Guests dined on chilled green pea and cilantro soup over marble potatoes for starters, and wild Copper River salmon for the main course, served with garlic-chanterelle emulsion and red Kuri squash (the chef making a point of emphasizing that this was "Kuri" and "not curry").

Indeed, the chef's description of the soup could just as well have represented the strange diplomacy of the evening: "It's all about sweetness and smoke."

Besides hints of Indian kitsch--candles, china, chairs and leaves sported gold tones--the theme for the vast pavilion tent was simply America-in-the-fall, with 70 tables decked out with soft-yellow roses, pale hydrangeas and rare wartah proteas surrounding mangoes and pears on pomegranate damask tablecloths.

The dinner's glamour-power nexus was ratcheted up by the advent of the first lady as a pol in her own right--smiling, stunning and toasting everyone, decked out in a brown leopard-print gown by Oscar de la Renta. She seemed fresh and unbloodied from last week's fierce debate with her opponent for a U.S. Senate seat from New York, Rep. Rick Lazio (R-N.Y.)

Vajpayee said in his official toast, "I'm grateful to Mrs. Clinton for taking time from her campaign" to attend the dinner, a line that brought sustained applause--and an apparently startled and pleased reaction from Mrs. Clinton.

The gifts exchanged were as delicate as the new diplomatic romance. Vajpayee gave Clinton a glass sculpture of the god Ganesha--Indian heralder of prosperity--by artist Anjolie Ela Menon, titled "Revered Image in Glass."

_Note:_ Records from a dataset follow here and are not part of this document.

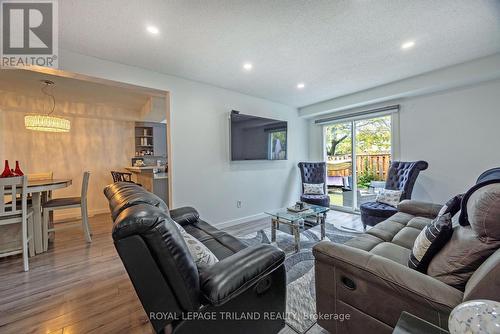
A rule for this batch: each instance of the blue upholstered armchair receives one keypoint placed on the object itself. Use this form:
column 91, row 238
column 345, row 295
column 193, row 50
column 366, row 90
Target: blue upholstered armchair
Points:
column 314, row 172
column 401, row 176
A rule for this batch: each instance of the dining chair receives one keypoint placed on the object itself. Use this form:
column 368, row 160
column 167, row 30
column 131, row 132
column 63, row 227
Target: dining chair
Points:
column 122, row 177
column 67, row 203
column 40, row 176
column 11, row 212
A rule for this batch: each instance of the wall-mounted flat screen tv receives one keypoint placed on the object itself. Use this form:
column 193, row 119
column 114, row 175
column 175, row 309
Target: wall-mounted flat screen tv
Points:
column 257, row 138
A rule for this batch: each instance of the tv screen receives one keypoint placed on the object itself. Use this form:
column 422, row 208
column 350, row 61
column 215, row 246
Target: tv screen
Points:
column 257, row 138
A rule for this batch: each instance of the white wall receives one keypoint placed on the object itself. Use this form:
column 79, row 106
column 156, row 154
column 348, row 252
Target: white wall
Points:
column 203, row 176
column 456, row 131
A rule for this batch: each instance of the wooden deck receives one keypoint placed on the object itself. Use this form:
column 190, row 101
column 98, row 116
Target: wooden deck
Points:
column 77, row 287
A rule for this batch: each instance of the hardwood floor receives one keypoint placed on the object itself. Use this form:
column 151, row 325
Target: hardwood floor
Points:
column 79, row 288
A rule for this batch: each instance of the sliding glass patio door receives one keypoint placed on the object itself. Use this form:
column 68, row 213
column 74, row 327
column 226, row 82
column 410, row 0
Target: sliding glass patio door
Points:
column 358, row 155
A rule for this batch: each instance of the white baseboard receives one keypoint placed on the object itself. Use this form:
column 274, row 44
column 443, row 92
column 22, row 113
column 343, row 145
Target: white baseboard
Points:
column 242, row 220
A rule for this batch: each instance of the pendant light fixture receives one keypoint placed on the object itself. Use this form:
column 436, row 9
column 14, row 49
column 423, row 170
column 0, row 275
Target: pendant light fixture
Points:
column 47, row 123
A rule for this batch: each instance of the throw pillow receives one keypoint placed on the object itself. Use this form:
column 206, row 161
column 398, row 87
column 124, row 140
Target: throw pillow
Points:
column 452, row 206
column 314, row 188
column 200, row 253
column 389, row 197
column 430, row 241
column 470, row 245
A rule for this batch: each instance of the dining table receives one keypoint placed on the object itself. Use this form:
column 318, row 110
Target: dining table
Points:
column 39, row 189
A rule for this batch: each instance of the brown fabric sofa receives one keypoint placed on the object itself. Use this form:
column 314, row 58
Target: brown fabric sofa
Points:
column 368, row 277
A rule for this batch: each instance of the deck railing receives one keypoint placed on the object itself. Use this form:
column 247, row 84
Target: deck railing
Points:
column 377, row 164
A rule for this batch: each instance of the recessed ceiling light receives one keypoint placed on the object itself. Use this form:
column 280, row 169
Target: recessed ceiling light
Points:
column 153, row 30
column 407, row 45
column 247, row 66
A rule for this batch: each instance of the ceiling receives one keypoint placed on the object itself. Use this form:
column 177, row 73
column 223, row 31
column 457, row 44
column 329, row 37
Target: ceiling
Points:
column 333, row 47
column 80, row 97
column 71, row 90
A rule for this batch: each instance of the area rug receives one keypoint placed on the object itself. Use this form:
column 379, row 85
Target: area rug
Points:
column 301, row 296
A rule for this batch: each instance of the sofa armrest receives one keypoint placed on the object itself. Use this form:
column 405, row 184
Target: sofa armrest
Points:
column 185, row 215
column 233, row 275
column 406, row 283
column 419, row 209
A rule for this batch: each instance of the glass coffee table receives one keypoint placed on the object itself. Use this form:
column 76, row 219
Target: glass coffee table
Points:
column 296, row 222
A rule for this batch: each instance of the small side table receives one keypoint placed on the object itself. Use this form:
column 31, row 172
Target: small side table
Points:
column 410, row 324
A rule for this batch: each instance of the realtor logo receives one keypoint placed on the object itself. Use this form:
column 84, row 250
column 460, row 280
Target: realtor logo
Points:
column 29, row 33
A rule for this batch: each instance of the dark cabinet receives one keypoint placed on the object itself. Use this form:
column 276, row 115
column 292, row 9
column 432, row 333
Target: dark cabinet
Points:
column 150, row 139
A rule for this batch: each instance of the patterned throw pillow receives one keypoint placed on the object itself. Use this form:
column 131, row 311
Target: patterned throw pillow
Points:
column 200, row 253
column 430, row 241
column 389, row 197
column 314, row 188
column 452, row 206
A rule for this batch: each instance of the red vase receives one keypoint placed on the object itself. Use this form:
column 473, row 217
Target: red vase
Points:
column 18, row 170
column 7, row 172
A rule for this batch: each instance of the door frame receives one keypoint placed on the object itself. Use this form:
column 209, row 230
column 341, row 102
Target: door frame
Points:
column 395, row 147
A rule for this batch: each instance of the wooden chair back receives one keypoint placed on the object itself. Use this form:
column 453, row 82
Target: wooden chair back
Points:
column 121, row 176
column 40, row 176
column 10, row 187
column 85, row 185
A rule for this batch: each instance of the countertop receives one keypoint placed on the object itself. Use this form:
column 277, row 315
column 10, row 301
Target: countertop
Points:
column 140, row 169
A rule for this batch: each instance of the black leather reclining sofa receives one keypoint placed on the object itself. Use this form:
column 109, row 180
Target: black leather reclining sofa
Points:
column 245, row 292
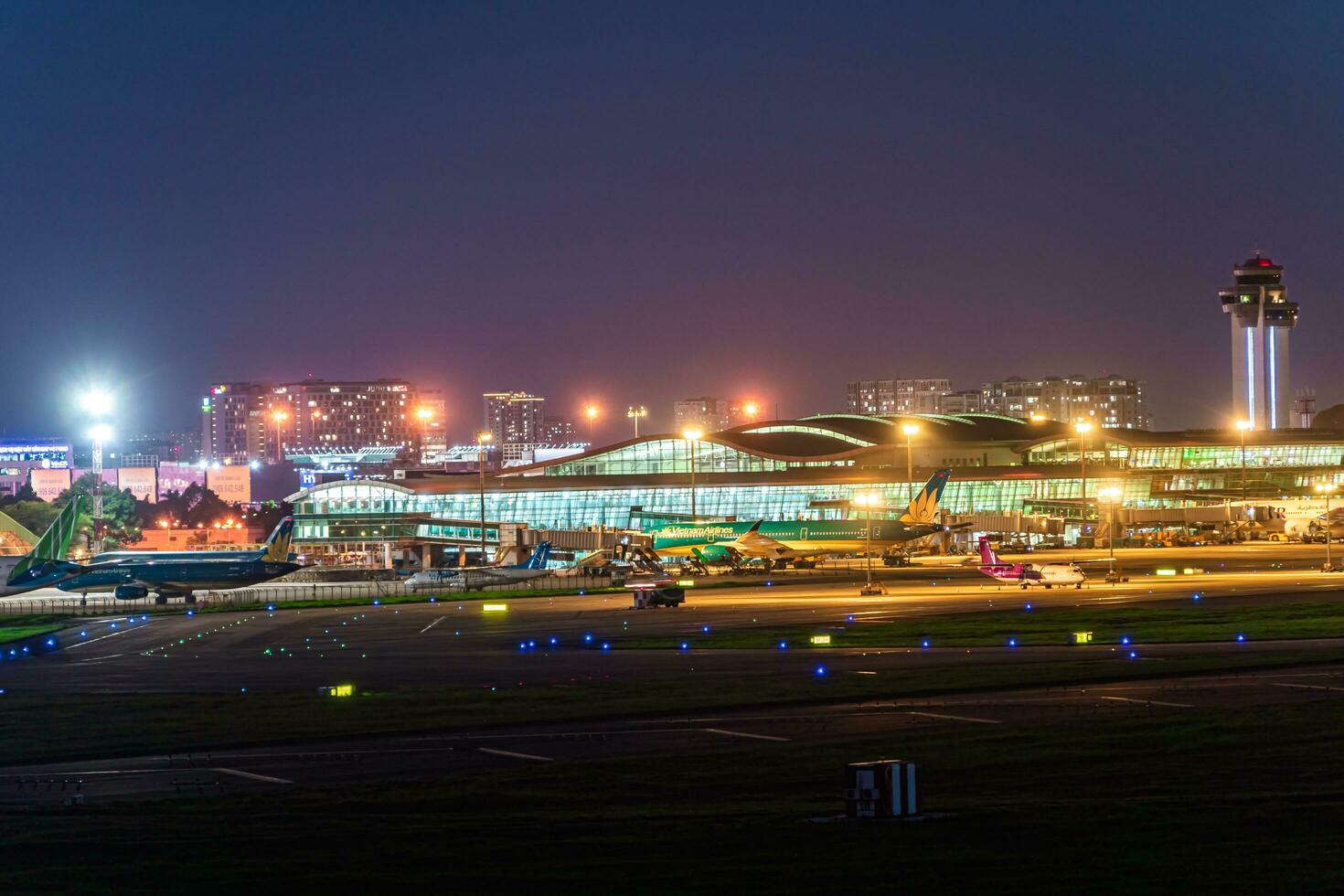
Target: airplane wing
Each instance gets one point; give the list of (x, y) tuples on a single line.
[(755, 544)]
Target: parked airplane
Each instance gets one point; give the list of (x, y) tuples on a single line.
[(133, 574), (800, 540), (46, 564), (476, 578), (1027, 574)]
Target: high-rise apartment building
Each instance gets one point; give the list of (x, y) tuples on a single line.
[(1109, 402), (558, 430), (245, 422), (712, 414), (1113, 402), (514, 417), (1261, 320), (895, 397)]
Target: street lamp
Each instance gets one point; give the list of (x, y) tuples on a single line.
[(1083, 429), (1241, 432), (591, 411), (636, 414), (910, 429), (1112, 496), (481, 441), (97, 403), (692, 435), (280, 417), (1327, 489), (423, 415)]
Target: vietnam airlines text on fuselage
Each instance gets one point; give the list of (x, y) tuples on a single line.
[(816, 535)]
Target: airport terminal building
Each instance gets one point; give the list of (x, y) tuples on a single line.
[(800, 469)]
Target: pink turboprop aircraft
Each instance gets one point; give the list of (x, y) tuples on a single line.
[(1029, 574)]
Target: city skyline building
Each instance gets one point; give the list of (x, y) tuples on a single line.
[(514, 417), (1261, 320), (1110, 402), (895, 397), (258, 421), (712, 414)]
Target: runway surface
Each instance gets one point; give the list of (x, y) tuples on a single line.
[(457, 643), (671, 738)]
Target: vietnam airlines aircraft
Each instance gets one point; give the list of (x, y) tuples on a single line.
[(476, 578), (803, 539), (46, 564), (133, 574)]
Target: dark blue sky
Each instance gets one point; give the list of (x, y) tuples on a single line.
[(640, 202)]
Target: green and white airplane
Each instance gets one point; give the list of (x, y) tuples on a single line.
[(46, 564), (797, 540)]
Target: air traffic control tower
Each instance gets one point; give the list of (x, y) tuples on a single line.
[(1261, 317)]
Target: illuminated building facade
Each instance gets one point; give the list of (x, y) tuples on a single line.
[(1261, 321), (243, 422), (791, 469), (514, 417)]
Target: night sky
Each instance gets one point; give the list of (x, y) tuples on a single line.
[(644, 202)]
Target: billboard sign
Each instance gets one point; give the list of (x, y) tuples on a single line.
[(231, 484), (50, 484), (176, 477), (143, 483)]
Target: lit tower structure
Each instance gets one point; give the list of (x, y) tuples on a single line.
[(1261, 317)]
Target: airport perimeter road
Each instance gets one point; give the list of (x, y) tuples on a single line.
[(459, 644)]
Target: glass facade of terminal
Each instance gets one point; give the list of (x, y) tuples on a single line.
[(1189, 457), (674, 455)]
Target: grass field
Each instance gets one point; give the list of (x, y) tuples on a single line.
[(1206, 801), (1194, 623), (22, 627)]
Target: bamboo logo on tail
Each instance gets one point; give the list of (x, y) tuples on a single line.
[(923, 509), (277, 546)]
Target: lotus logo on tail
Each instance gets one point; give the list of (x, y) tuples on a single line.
[(54, 543), (923, 509), (277, 546)]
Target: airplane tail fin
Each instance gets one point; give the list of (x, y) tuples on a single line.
[(925, 507), (540, 554), (54, 543), (277, 546)]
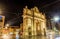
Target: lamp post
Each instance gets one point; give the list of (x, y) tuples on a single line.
[(54, 21), (7, 25)]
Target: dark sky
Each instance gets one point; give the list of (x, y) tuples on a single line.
[(12, 9)]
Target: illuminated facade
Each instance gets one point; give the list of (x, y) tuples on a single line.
[(34, 22), (2, 19)]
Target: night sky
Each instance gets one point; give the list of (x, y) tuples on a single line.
[(13, 9)]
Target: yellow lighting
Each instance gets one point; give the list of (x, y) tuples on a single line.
[(5, 36)]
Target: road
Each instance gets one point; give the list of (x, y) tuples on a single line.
[(30, 37)]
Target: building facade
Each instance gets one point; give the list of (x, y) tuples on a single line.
[(2, 20), (34, 22)]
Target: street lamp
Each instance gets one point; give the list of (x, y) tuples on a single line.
[(54, 21), (56, 18), (7, 25)]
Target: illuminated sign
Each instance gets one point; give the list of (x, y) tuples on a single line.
[(0, 18)]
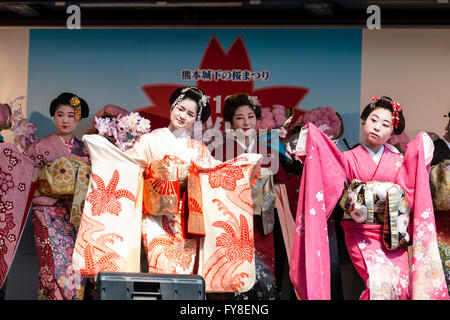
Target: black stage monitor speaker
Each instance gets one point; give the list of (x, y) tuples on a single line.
[(145, 286)]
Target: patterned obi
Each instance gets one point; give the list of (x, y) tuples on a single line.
[(379, 202), (67, 179), (440, 185), (263, 197)]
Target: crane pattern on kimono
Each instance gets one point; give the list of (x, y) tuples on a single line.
[(105, 199), (234, 247), (98, 256)]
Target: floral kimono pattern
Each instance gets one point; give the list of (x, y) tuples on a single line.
[(113, 221), (61, 169), (321, 187), (16, 171)]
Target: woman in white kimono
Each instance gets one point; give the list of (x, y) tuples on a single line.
[(196, 212)]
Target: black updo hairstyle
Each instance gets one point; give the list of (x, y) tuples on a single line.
[(238, 100), (385, 103), (64, 99), (195, 94)]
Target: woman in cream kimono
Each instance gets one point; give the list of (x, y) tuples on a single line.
[(388, 212), (62, 174), (194, 213)]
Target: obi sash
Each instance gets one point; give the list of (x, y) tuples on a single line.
[(379, 202), (440, 185), (65, 178), (263, 196)]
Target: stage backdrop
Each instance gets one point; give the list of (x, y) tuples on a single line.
[(138, 69)]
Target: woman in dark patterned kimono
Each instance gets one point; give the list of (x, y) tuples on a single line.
[(241, 113), (62, 171)]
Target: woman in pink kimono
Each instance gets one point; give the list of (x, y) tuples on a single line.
[(62, 172), (241, 113), (387, 207), (193, 213)]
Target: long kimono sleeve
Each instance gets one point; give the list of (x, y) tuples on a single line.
[(16, 192), (109, 234), (427, 277), (323, 178)]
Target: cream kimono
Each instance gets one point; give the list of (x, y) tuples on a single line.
[(219, 200)]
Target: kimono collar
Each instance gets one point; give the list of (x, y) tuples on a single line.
[(179, 134), (69, 144), (447, 143), (250, 146), (375, 156)]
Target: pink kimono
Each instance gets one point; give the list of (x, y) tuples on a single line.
[(16, 171), (387, 273), (54, 234)]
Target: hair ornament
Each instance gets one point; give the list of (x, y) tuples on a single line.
[(373, 100), (76, 105)]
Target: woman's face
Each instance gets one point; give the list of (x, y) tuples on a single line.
[(65, 120), (184, 114), (244, 118), (378, 127)]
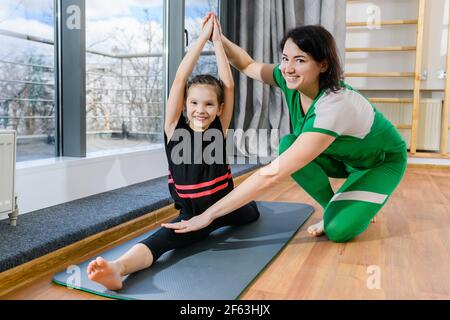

The Indian leader received an engraved sterling-silver cache pot from Tiffany's; it included an etching of the dogwood blossom from the president's home state of Arkansas.

Dinner guests also included Jhumpa Lahiri, this year's Pulitzer Prize winner for fiction; Kalpana Chawla, the first Indian American into space; portraitist Chuck Close; comedian Chevy Chase; Event.com CEO Reggie Aggarwal; U.S. Ambassador to India Richard Celeste; Columbia University economics professor Jagdish Bhagwati; and Secretary of State Madeleine Albright, who was wearing a matronly blue suit and lamented to a friend, "I wish could have worn a sari tonight."

Following Vajpayee's request for classical music, entertainment was provided by the Chamber Music Society of Lincoln Center, playing excerpts from "Don Giovanni."

The evening was an Indian summer indeed, climaxing--in a sense--with these dramatic words of Clinton's toast:

"Together," he said, "India and America can change the world."